Reputation: 21
I am searching for and counting duplicated phrases within a single, or group of, human readable documents. I break each document into phrases/sentences and populate an Elasticsearch index with these phrases, one per ES document.
I have 707 documents in my index. I KNOW that I should have, at least, 21 duplicate documents. My search is returning 19 duplicate docs. I don't understand why I am missing some matches. Here is my query:
{ "size": 0, "aggs": { "duplicateCount": { "terms": { "field": "content", "min_doc_count": 2 }, "aggs": { "duplicateDocuments": { "top_hits": { } } } } } }
My process:
NOTE: Since Elastic Search will match words, not phrases/sentences, I md5 hash each phrase/sentence before insert into my index.
More detail can be provided (I didn't want my post to be too massive).

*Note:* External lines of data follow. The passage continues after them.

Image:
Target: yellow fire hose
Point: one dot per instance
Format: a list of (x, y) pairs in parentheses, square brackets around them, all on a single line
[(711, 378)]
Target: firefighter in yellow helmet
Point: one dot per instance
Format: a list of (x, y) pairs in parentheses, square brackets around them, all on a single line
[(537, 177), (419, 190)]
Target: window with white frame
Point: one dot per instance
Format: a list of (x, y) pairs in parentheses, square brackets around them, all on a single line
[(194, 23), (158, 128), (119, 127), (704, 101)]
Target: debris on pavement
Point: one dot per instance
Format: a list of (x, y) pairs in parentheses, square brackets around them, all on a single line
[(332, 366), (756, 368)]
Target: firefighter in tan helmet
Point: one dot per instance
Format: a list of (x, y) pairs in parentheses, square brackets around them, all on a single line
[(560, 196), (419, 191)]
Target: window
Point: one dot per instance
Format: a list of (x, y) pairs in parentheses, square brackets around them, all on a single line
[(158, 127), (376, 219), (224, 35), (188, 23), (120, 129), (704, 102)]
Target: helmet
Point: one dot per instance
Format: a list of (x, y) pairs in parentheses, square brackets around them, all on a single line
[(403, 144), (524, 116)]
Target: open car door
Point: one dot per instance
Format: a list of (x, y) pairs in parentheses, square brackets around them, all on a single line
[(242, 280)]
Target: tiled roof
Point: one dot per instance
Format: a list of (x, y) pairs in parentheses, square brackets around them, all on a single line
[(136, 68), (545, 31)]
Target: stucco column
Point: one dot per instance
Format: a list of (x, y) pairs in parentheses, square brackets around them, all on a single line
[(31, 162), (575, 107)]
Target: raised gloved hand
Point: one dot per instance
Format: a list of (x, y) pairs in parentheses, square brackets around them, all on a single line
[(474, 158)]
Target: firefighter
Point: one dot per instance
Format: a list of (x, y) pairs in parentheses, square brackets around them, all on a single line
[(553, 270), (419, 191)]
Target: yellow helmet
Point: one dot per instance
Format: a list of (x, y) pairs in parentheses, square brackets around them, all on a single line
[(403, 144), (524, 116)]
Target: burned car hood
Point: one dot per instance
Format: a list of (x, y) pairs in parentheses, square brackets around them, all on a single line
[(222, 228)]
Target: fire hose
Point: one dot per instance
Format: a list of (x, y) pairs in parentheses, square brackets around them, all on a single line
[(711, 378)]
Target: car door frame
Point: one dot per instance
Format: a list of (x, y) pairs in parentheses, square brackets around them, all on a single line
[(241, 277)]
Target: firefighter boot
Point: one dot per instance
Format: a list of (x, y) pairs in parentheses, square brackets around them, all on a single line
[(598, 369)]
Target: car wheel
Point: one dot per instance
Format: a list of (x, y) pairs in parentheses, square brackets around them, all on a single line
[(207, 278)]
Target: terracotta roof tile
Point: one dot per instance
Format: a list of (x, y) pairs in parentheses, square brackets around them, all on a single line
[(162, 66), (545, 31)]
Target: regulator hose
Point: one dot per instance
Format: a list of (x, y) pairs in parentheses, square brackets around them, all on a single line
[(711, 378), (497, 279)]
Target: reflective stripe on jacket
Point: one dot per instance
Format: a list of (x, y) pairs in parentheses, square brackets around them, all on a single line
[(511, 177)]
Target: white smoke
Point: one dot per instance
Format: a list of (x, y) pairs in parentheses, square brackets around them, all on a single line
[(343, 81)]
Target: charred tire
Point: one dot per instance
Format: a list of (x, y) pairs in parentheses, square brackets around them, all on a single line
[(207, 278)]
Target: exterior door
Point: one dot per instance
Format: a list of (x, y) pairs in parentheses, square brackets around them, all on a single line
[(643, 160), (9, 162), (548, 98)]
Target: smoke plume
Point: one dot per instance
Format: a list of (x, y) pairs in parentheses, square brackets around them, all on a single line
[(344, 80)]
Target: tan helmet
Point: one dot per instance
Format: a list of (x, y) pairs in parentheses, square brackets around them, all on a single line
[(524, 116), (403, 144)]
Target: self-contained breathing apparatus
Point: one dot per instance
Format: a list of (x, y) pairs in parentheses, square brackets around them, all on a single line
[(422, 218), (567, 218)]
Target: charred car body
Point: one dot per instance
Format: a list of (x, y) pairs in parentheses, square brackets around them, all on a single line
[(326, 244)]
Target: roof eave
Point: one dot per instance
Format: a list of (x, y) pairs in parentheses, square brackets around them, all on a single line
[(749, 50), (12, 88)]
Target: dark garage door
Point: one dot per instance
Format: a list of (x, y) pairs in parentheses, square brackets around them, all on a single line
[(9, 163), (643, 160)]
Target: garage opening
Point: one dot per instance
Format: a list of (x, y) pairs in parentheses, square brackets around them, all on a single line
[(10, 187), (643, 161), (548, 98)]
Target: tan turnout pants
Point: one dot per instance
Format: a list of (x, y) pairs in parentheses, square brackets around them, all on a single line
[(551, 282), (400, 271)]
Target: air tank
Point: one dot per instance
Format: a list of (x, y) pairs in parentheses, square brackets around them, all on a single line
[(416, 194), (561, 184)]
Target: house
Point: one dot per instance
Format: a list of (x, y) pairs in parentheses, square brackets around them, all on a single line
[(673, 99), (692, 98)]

Why is ES not returning all duplicates????
Thanks
UPDATE: When creating my index I set the shards property to 1 and this helped return a few more duplicates but still not all.
Upvotes: 1
Views: 380
Reputation: 1
If you know approximate size of the document , add it like below:
"aggs": {
"productId": {
"terms": {
"field": "productId",
"min_doc_count": 2,
"size": 1000
}
}
}
Please check if this will fix your problem.
Upvotes: 0